The British & Irish Region of the International Biometric Society is delighted to announce our first in-person meeting in nearly three years!
We invite all BIR members and friends to reunite in central London for a gala scientific meeting, which includes the 2022 Presidential Address & AGM, and features our special guest Prof. Odd Aalen. Odd is the creator of the stochastic process architecture that underpins and enables modern event-history analysis.
But there's more: we also want to hear from you! We invite oral contributions from all attendees, presenting one slide (1s) and describing one thing (1t) you have learned to do differently in the last three years. Maybe it's a new software tool. Maybe a statistical model. Maybe a way of managing email or diaries. Maybe it's a piece of scientific notation, or a productivity tip. Maybe it's a mathematical trick that keeps being useful. We're interested in methods in the widest possible sense, so anything that is about how we do our work is fair game.
Book your place on our Eventbrite page!
10:30—11:00: Annual General Meeting of the IBS-BIR
11:00—11:30: This 1s 1t! (1 slide, 1 thing) Part One
12:00—12:30: This 1s 1t! (1 slide, 1 thing) Part Two
13:30—14:30: Presidential Address (Daniel Farewell)
15:00—16:00: Time-dependent mediators in survival analysis (Odd Aalen)
2022 Presidential Address
It's About Time! (Daniel Farewell, Cardiff University)
Stochastic processes (collections of random variables indexed by time) have an abstract, technical aura that belies their intimate connection to real-world reasoning. In this presentation, I will attempt to convince the open-minded skeptic that the forbidding formalism of measure theory is a mountain well worth climbing. There are clear skies and beautiful vistas to be found above the fog that sometimes surrounds missing data in clinical trials, causal inference from observational studies, and even ordinary regression.
Time-dependent mediators in survival analysis
Odd Aalen, University of Oslo
We discuss causal mediation analyses for survival data. The emphasis is on a dynamic point of view, that is, understanding how the direct and indirect effects develop over time. Mediation analysis in a survival setting is a challenge. One issue is that a patient may survive in one counterfactual setting, and not in the other, or they may be censored in one and not in the other. An additional aspect is the need for understanding the development over time. The relevant mediators will typically be stochastic processes.

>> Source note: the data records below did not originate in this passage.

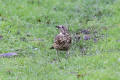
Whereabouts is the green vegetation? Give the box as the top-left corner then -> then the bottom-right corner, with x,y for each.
0,0 -> 120,80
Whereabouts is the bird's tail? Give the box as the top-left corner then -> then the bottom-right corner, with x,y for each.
50,46 -> 54,49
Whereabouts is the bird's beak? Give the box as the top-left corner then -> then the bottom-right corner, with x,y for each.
56,26 -> 60,29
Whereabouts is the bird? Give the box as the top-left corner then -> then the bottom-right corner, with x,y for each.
50,25 -> 72,57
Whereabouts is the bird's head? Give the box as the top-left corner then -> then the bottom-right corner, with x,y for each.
56,25 -> 68,34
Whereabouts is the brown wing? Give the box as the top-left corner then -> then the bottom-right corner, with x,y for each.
54,34 -> 71,50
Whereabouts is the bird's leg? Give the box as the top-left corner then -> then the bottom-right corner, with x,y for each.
56,50 -> 60,61
66,50 -> 69,58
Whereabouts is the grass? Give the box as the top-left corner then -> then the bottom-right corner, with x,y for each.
0,0 -> 120,80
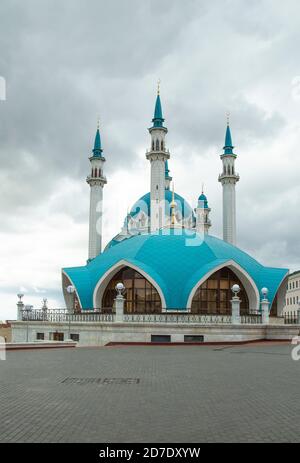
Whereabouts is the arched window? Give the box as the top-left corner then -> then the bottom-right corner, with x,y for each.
102,267 -> 161,313
191,267 -> 249,315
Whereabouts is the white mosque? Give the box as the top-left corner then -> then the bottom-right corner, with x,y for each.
62,90 -> 288,316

An approach to mediation analysis is based on nested counterfactuals. However, this is implies a cross-world assumption which has been disputed by several authors. A simpler and more intuitive procedure was recently developed by Vanessa Didelez, based on earlier work by Robins and Richardson. The idea is to consider different components of the treatment; one component describes how the treatment affects the outcome through the mediator, while another describes the other effects of treatment.
To illustrate and evaluate assumptions we use causal graphs for local independence. This is a concept for describing how the evolution of a stochastic process depends on other processes. In comparison with conditional independence, local independence has the advantage that there is a direction in the dependence relationship. In this talk, we shall focus on a time-discrete version of local independence. We shall show how local independencies can be read off from the graph using δ-separation (which is an extension to stochastic processes of d-separation).
We illustrate the approach with an example.